The latest changes, which include scrapping initial commissions, tightening up claw back terms and doubling minimum payments for regular and single payments. are designed to break away from transient, stakeholder-type customers and lure more sustainable, high premium business.

But while the changes look perfectly understandable, and the removal of initial charges has been positively welcomed, they have raised a
few eyebrows.

MacDonald insists increasing the potential clawback period from 36 to 48 months is a pre-emptive measure and not a response to NU losing pensions business. But the insurer’s first half results have already indicated it is having some difficulty writing sustainable business, with an increase in its pensions lapse rate.

While he understands NU’s decision to tighten up clawbacks, Informed Choice managing director Nick Bamford says it could be damaging for IFAs reliant on commission. But there is no doubt it will help prevent less scrupulous IFAs from shunting customers to NU for the wrong reasons.

Inevitably the insurer’s strategy to offer enhanced commission from 25 September 2006 to 31st March 2007 has also prompted criticism it is buying market share.

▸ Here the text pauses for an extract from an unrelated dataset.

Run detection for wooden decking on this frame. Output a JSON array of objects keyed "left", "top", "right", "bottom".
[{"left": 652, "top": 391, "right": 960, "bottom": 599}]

MacDonald insists this is not part of its long term strategy but is candid about the fact that improving commission terms is as effective way as any of getting its scheme noticed again. She also points out that NU’s attempt to build costs into the front end of the product through initial charges has put off both customers and advisers. Perhaps it is no wonder that the insurer has fallen back on more traditional methods of winning business and has spread the costs through the lifecycle of the product.

Following hot on the heels of Fidelity, the ABI released details of its plans for the NPSS Personal Accounts scheme.

In its response to the Pensions White Paper, due next week, the ABI pledged its unbridled support for Personal Accounts.

But having rejected the Pension Commission’s proposed 0.3 charge cap and mooted a 0.6 per cent charge cap as more realistic, the ABI has neatly sidestepped the Government’s challenge to set any such restriction on remuneration.

The ABI says that competition among providers involved in the scheme will ensure charges are maintained at a reasonable level but an independent economic regulator should step in to impose a cap if necessary.

Scottish Life head of communications Alasdair Buchanan believes the absence of a charge cap may well represent too much of an about turn for the Government to consider.

Cazalet Consulting principal Ned Cazalet says the concept of competing providers clamouring for business is the polar opposite of the cheap, single entry model the Pensions Commission had in mind.

Cazalet also questions why the ABI is showing such enthusiasm for a scheme which will be just as unprofitable for its members, if not more so, than stakeholder products.

ABI spokesman Jon French says there is no comparison to stakeholder and that auto-enrolment and mandatory employer contributions will make Personal Accounts a tenable and profitable vehicle for many
product providers.

Buchanan is unconvinced: “Competition in stakeholder has driven huge capital losses at many life companies and I don’t see why personal accounts will be any different.”

Cazalet puts in more vividly: “If you want to blow money down the drain you can go for the drip, drip approach as with NPSS, or go to the races, back some losers and drink champagne. I know which one I’d prefer.”